Reputation: 3173
We have an OLAP table with 180 billion rows and 100+ columns, and the volume is close to 8TB in Hive. Most of the columns are dimensions and also we have few metrics columns also. We would like to build a real-time system support ad-hoc queries to run the dashboard applications, where the queries should be executed in sub 10 seconds latency.
We are now looking for the options to build such a real-time adhoc querying system, and we are checking about the possible options and actually struggling to choose a correct system. We are seeing about
Presto , can used to query hdfs directly, But we are not sure if it will support low latency queries over such huge volumes.
Cassandra, to build preaggregated views according to the queries.
Druid, to build preaggregated views and looks interesting, but seems doesn't have any enterprise support.
Here we are actually struggling to make a choice from these components and also we are not sure if we missed any other relevant tools that may suite for this requirement.
We are looking for the tool/database that can closely interact with HDFS, we can also consider any other tool if it read performance is good for large volumes.

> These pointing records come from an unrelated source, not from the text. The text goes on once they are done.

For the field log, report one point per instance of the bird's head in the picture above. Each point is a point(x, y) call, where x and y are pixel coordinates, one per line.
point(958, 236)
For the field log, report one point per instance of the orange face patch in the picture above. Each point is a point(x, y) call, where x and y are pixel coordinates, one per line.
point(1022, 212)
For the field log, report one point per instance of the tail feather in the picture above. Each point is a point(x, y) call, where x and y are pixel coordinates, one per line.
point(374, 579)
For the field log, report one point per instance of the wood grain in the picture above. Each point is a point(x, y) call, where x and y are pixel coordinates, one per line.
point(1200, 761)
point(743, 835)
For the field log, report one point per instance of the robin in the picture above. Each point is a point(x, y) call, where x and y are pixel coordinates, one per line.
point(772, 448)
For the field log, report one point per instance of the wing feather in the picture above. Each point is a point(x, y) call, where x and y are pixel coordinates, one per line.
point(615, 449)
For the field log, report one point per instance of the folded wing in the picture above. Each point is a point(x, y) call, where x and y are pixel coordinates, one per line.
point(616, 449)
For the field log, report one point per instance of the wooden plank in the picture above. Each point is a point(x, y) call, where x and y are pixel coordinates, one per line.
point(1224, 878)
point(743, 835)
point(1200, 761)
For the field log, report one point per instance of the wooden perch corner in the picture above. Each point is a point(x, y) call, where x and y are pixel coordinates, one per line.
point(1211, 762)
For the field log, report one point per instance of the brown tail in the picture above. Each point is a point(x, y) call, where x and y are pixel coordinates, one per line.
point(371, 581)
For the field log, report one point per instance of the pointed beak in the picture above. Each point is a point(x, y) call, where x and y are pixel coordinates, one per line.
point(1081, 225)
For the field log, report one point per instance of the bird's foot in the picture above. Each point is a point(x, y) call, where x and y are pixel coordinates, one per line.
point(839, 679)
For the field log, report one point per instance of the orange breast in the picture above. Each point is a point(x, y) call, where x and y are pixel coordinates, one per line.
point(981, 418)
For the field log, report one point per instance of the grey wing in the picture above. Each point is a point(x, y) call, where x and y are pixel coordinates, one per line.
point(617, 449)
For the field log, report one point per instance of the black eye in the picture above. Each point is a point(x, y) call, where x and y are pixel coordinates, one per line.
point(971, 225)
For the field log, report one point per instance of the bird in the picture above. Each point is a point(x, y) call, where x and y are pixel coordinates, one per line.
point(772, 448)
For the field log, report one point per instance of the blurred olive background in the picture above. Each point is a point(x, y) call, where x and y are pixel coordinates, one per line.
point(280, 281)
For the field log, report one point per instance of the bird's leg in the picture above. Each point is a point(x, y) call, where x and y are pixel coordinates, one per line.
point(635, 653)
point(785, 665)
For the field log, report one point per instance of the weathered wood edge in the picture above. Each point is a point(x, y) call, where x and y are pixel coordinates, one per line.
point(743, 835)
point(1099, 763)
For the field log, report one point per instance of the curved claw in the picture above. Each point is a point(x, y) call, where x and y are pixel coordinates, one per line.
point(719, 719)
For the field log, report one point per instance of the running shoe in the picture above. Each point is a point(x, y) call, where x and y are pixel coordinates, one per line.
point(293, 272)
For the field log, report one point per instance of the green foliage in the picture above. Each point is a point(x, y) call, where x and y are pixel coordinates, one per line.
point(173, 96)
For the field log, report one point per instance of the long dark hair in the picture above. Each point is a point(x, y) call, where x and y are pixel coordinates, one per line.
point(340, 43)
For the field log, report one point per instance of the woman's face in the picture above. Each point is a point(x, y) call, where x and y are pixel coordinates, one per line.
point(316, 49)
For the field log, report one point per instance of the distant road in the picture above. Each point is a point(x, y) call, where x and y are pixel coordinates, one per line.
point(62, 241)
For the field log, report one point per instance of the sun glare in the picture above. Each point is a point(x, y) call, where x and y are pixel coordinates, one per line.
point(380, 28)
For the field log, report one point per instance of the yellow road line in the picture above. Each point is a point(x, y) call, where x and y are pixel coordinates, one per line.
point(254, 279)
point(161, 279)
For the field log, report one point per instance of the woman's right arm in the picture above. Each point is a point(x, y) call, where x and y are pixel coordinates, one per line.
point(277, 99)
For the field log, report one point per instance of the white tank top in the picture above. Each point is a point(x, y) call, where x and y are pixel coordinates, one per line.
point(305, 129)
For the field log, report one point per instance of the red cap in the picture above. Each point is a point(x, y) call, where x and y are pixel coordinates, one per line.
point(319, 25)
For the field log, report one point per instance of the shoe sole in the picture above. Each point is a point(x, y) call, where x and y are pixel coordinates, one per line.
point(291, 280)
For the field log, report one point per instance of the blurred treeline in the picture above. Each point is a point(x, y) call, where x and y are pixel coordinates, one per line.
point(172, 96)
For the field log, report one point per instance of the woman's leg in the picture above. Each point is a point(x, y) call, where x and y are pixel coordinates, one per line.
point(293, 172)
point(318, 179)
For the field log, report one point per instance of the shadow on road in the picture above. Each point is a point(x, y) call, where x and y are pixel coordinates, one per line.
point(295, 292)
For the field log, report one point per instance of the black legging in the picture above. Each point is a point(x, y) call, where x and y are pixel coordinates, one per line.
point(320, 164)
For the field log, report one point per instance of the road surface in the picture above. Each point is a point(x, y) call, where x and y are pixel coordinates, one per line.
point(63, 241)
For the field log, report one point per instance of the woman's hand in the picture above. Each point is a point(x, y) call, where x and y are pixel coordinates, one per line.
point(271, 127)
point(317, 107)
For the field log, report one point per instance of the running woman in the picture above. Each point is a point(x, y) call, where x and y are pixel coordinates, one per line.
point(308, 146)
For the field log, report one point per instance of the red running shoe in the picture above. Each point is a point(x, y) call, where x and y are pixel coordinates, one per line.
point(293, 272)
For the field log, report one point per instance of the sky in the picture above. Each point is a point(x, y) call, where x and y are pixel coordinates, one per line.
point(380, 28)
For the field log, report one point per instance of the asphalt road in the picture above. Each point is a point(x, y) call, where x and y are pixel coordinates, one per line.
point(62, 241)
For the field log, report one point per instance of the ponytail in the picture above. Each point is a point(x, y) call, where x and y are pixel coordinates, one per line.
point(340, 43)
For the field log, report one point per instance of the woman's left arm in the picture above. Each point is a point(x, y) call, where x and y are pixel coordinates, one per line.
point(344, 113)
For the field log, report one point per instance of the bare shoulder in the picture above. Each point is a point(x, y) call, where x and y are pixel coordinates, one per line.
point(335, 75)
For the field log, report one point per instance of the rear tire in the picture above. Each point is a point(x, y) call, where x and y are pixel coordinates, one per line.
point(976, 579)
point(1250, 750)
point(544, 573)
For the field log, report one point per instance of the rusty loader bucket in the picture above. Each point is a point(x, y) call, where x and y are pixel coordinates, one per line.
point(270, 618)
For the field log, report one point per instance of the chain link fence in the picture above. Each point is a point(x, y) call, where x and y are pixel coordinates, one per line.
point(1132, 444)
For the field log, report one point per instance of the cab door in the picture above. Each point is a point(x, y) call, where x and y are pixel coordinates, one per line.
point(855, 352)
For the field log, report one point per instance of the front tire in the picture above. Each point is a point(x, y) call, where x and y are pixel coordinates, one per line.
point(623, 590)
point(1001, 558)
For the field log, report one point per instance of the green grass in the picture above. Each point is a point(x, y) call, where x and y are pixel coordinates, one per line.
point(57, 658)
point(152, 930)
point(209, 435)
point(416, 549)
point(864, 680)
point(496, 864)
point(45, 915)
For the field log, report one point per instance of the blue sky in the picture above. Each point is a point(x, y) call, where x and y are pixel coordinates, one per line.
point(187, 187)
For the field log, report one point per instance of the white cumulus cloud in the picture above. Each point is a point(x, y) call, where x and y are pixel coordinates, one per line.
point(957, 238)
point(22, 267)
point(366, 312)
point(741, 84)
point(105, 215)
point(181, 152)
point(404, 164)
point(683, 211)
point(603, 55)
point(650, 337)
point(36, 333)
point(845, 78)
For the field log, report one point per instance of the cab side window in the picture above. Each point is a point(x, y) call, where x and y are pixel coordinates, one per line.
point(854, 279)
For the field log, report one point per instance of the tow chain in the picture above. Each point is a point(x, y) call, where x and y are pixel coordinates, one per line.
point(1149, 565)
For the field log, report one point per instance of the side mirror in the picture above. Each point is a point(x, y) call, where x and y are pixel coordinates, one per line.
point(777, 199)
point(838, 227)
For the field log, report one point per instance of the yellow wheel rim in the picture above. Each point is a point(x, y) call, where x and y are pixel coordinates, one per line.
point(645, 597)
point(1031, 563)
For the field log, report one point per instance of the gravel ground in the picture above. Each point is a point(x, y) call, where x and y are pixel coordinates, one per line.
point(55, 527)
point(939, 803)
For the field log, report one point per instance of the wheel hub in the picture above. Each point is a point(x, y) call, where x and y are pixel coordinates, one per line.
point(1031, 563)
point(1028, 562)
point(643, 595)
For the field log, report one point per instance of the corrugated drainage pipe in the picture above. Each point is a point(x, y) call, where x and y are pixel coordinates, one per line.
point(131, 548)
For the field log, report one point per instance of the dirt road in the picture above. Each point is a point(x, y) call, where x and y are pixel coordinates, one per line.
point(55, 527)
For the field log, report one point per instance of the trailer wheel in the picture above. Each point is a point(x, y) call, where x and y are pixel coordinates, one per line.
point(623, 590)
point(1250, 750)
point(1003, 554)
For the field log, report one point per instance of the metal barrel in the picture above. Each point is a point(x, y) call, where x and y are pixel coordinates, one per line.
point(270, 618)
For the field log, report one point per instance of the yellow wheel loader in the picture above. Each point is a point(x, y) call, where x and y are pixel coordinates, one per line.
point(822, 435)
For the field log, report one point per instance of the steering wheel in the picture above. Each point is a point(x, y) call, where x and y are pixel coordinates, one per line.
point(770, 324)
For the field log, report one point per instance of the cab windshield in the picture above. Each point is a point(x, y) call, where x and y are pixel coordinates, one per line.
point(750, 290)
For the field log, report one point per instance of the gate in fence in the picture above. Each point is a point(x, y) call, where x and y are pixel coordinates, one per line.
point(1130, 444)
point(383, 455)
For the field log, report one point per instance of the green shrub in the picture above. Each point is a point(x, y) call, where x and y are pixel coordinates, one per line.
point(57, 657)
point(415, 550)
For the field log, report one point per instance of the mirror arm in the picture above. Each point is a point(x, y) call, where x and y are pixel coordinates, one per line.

I kindly request your help in guiding me about the component selection and also please advice me if I have to see about any other tools.
Upvotes: 1
Views: 525
Reputation: 359
Hi as you can see here https://cwiki.apache.org/confluence/display/Hive/Druid+Integration druid is getting integrated closely with Hive and that will enable to fully support your use cases, where some of the data can be queried from a fast data store like druid and heavy weight queries with complex join can go to Hive. Also note that from the listed solutions above, only druid has a robust (sub second latency) realtime ingestion firehose integrating kafka, storm, flink rabitMQ and the list goes on and on... From the support point of view note that druid has a very vibrant open source community plus it is used by hundred of companies including big ones like Yahoo NetFlix .... in addition there is at least 2 companies that will be providing enterprise supports, namely Hortonworks and Imply.
Upvotes: 1